When the Austrian government carried out raids on the Muslim community towards the end of last year, children bore the brunt of it. Now they are living with the psychological fallout.
In Austria, civil society groups have come out strongly against a “state-directed racist and Islamophobic campaign”, which saw authorities raid countless Muslim homes in 60 raids in November of last year.
Coinciding with the International Day Against Police Violence, a spokesperson for the organisation Assisting Children Traumatised by Police seeks to bring attention to the 62 children that “were traumatised and victimised” due to the raids that saw 930 security officials raid 70 mainly family apartments.
Since those raids last year, the Austrian government hasn’t charged or arrested anyone. The impact on the Muslim community, however, has been chilling.
The raids on November 9, called Operation Luxor by the Austrian government, occurred 82 years to the day since a Nazi-led pogrom called the Kristallnacht resulted in the mass arrest of Jews and the destruction of their businesses.
While the country’s Muslim population is not on the cusp of annihilation, the Austrian governments lack of awareness of what message it might send to carry out widespread raids on that date has some worried.
The raids say civil society groups in the statement resulted in “very serious children’s rights violations” in contravention of the United Nations Convention on the Rights of the Child.
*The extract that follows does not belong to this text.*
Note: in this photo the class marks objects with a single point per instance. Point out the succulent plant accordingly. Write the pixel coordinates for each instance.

More than 93 percent of children impacted by the raids reported “psychological trauma,” with some “even showing early signs of post-traumatic stress disorder (PTSD)”, said the statement.
One harrowing account from a child caught in the raids described being woken while “someone was pointing a gun” at his face screaming.
Another child described a police officer forcing his head down on the floor using the “tip of his gun.”
The raids carried out at the behest of the country’s right-wing Interior Minister, Karl Nehammer, resulted in heavily armed forces violently breaking into homes early in the morning.
The government hailed the raids as a success. However, the lack of results has cast doubt on the aim of the raids in a country that has increasingly seen an increase in anti-Muslim rhetoric.
One of the most prominent people to have their homes raided was the academic and anti-Islamophobia scholar Farid Hafez.
Hafez, who works at the University of Salzburg and is a senior research fellow at Georgetown University in the US, has been a vocal critic within the country and internationally about Austria’s increasingly hostile treatment of Muslims.
The government hasn’t charged Hafez with any crimes, but that hasn’t stopped the state and the media from engaging in a targeted campaign against the academic in a bid to silence him.
When TRT World reached out to Hafez, he expressed concerns that the state is regularly listening to his phone calls describing it as a “different style of living”, followed by a perturbed chuckle.
During the ordeal, Hafez found that the state had been monitoring his communication for more than one year in what seems to be an open-ended security campaign against him.
Hafez is one of the few Muslims and persons of colour studying the plight of Muslims in the country. With the help of the media, the Austrian government has tried to vilify him as a “radical” or even an “Islamist” leading a network of other Muslims in a bid to foment extremism.
Beyond briefings against the academic, the government has produced no discernable evidence to back up its claims. Hafez is also one of the leading editors of a European Union-funded report on Islamophobia published annually.
Hafez has noticed that the raid has also impacted his children.
“There is definitely post-traumatic stress disorder. When all of this happened, one of the effects on my kids is that they could not go to bed alone anymore. They were not able to sleep alone; they were afraid of the dark. And they were afraid of police officers,” said Hafez.
While Hafez’s children are still dealing with the trauma following the raids, the impact on the wider community has been huge.
As a public figure and academic, Hafez has engaged in Austrian society, a country he was born and raised in, civically, yet the raids suggest that anything short of compliance may result in police knocking on the door.
Following the raids, the response from the Muslim community was largely silence says Hafez.
Given the rise of anti-Muslim rhetoric in the country there is widespread fear that individuals could find themselves on a watchlist if they speak out.
Ultimately one of the consequences of the raid is a lot of fear has spread in the community leaving the country's Muslims on the edge about what they can and can't speak out on.